3. Conduct community or cohort-based sampling to improve inference

External validity can be improved when the intervention is applied to entire communities, as with some of the community-randomized studies described in Table 2 (12, 21). In these cases, the results are closer to the conditions that would apply if the interventions were conducted ‘at scale’, with a large proportion of a population receiving the intervention. In some cases QEDs also afford greater access for some intervention research to be conducted in remote or difficult to reach communities, where the cost and logistical requirements of an RCT may become prohibitive or may require alteration of the intervention or staffing support to levels that would never be feasible in real world application.

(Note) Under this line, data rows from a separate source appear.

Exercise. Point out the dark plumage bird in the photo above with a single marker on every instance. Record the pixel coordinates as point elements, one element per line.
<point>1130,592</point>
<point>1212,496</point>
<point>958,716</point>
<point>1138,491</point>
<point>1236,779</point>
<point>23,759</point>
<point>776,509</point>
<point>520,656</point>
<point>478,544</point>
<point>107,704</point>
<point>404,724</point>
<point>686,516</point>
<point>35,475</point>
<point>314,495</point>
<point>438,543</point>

4. Employ a model or framework that covers both internal and external validity

Frameworks can be helpful to enhances interpretability of many kinds of studies, including QEDs and can help ensure that information on essential implementation strategies are included in the results (44). Although several of the case studies summarized in this article included measures that can improve external validity (such as sub-group analysis of which participants were most impacted, process and contextual measures that can affect variation in uptake), none formally employ an implementation framework. Green and Glasgow (2006) (25) have outlined several useful criteria for gaging the extent to which an evaluation study also provides measures that enhance interpretation of external validity, for which those employing QEDs could identify relevant components and frameworks to include in reported findings.

CONCLUSION

It has been observed that it is more difficult to conduct a good quasi-experiment than to conduct a good randomized trial (43). Although QEDs are increasingly used, it is important to note that randomized designs are still preferred over quasi-experiments except where randomization is not possible. In this paper we present three important QEDs and variants nested within them that can increase internal validity while also improving external validity considerations, and present case studies employing these techniques.

Footnotes

1It is important to note that if such randomization would be possible at the site level based on similar sites, a cluster randomized control trial would be an option.